Brunch has a special meaning to the athlete. It implies a reward for hours of hard work. To an athlete, brunch is sacred. We do it at ihop in sweats. We talk about athlete things. It probably involves little if any alcohol. However, there are pots of coffee, pancakes, eggs and endless fresh water. In the end you leave all carbed up for your 30 hour bike ride the next day.
For a NYC social butterfly brunch is also sacred but it resembles very little of the athlete brunch. It starts a little later, say 4pm instead of 10am. It sops up hangover instead of sweat and typically involves lots of alcohol and far less food. Food would just get in the way of the new alcohol battling the old. People typically gossip about the night before – no they weren't sleeping like us at 9pm. A PR is something you take post ruffies.

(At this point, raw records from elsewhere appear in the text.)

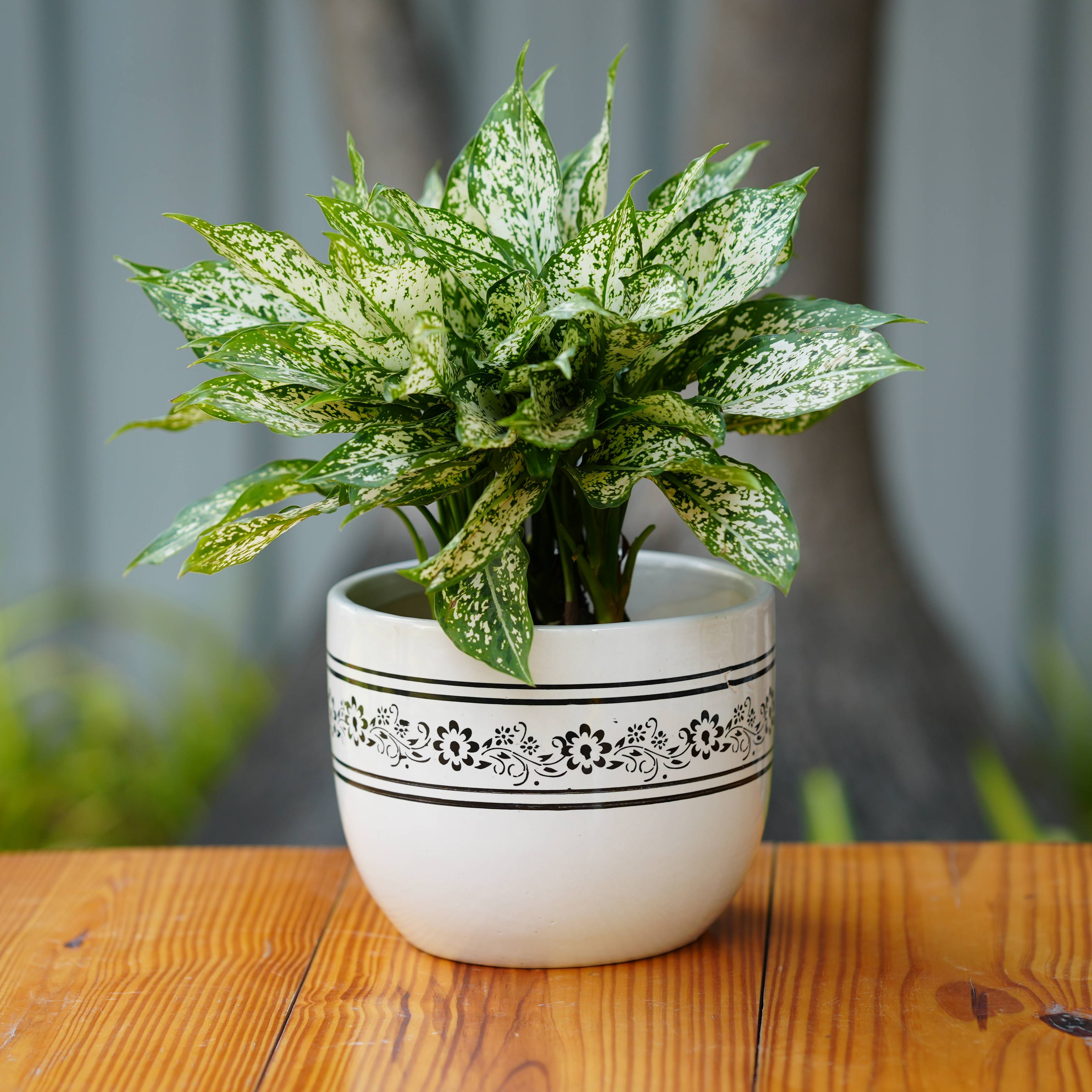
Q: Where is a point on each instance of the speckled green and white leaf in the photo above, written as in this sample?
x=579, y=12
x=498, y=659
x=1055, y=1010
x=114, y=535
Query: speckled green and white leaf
x=497, y=515
x=486, y=615
x=789, y=375
x=598, y=260
x=279, y=407
x=380, y=452
x=536, y=93
x=518, y=378
x=479, y=411
x=211, y=298
x=584, y=198
x=782, y=315
x=653, y=293
x=667, y=408
x=634, y=450
x=421, y=486
x=281, y=263
x=515, y=180
x=456, y=191
x=174, y=421
x=447, y=228
x=557, y=420
x=753, y=529
x=645, y=371
x=716, y=180
x=668, y=203
x=358, y=192
x=784, y=426
x=432, y=192
x=432, y=371
x=234, y=543
x=527, y=330
x=725, y=248
x=515, y=295
x=384, y=244
x=318, y=354
x=192, y=520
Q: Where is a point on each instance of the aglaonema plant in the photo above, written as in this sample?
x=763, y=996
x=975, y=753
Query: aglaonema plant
x=509, y=360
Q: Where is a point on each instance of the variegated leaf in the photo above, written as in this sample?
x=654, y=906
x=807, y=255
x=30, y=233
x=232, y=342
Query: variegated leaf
x=281, y=263
x=432, y=195
x=197, y=518
x=716, y=180
x=358, y=192
x=230, y=544
x=420, y=486
x=667, y=408
x=486, y=615
x=536, y=93
x=598, y=260
x=211, y=298
x=751, y=528
x=380, y=452
x=397, y=292
x=174, y=421
x=279, y=407
x=457, y=192
x=667, y=208
x=384, y=244
x=584, y=197
x=515, y=295
x=655, y=292
x=784, y=426
x=725, y=248
x=446, y=228
x=633, y=450
x=558, y=414
x=432, y=371
x=479, y=411
x=789, y=375
x=514, y=176
x=497, y=515
x=317, y=354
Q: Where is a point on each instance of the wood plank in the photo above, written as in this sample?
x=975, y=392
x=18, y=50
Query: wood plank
x=154, y=969
x=928, y=967
x=376, y=1014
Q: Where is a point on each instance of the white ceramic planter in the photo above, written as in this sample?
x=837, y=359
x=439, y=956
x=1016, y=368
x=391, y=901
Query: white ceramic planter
x=607, y=814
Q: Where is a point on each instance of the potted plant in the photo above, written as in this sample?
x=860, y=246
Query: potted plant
x=551, y=748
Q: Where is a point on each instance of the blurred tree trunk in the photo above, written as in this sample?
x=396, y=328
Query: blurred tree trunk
x=866, y=681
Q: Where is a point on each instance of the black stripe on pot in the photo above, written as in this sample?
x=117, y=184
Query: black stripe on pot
x=551, y=686
x=553, y=792
x=579, y=806
x=629, y=698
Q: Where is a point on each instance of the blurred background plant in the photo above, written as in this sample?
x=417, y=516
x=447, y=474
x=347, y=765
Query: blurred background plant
x=118, y=745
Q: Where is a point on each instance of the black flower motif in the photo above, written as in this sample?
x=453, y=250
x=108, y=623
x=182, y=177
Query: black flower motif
x=585, y=750
x=456, y=746
x=707, y=734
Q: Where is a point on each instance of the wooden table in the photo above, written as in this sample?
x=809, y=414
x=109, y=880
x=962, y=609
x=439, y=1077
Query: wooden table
x=930, y=967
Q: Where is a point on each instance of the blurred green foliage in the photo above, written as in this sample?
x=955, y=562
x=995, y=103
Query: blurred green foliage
x=827, y=816
x=117, y=713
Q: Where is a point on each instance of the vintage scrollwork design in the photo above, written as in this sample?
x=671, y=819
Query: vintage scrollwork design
x=513, y=752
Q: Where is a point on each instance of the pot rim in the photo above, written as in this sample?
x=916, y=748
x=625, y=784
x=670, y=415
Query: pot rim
x=760, y=593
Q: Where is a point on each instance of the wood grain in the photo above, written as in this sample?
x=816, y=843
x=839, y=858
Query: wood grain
x=154, y=969
x=376, y=1014
x=930, y=967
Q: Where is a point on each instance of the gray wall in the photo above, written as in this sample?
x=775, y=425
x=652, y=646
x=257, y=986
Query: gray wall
x=117, y=111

So, today I made a mistake. I assumed that I could do a social brunch instead of an athlete brunch. One of my favorite people was back in town from LA – and I do own one pair of casual non-sneakers. Why not? I'll tell you why not. Like an athletic event, these things require months of training. First, everyone was more beautiful than me which is just so annoying. They didn't have to 'win' pretty and gregarious – they just were. Could I mop up my self pity in pancakes? Hmm..didn't see any. I saw lots of pink drinks, a drag show and a burlesque show. There were no pancakes. Pretty, scantily clothed people without a single pancake or yard of spandex.
Don't get me wrong, it was all I could do not to hop out of my seat and sing the show tunes that I of course know EVERY word of. But no pancakes? I also gave away my true self when I expressed my amusement at one of the entertainer's elaborate nipple guards. Yeah, I know, they are only called that if you are a guy and running.
So, I never got any pancakes. It was too late when I got home. Oh well, I love you anyway llama – even if you don't like ugly people(says you). Welcome back to NYC. Maybe I'll bring you to athlete brunch next weekend. Is your bike in the city?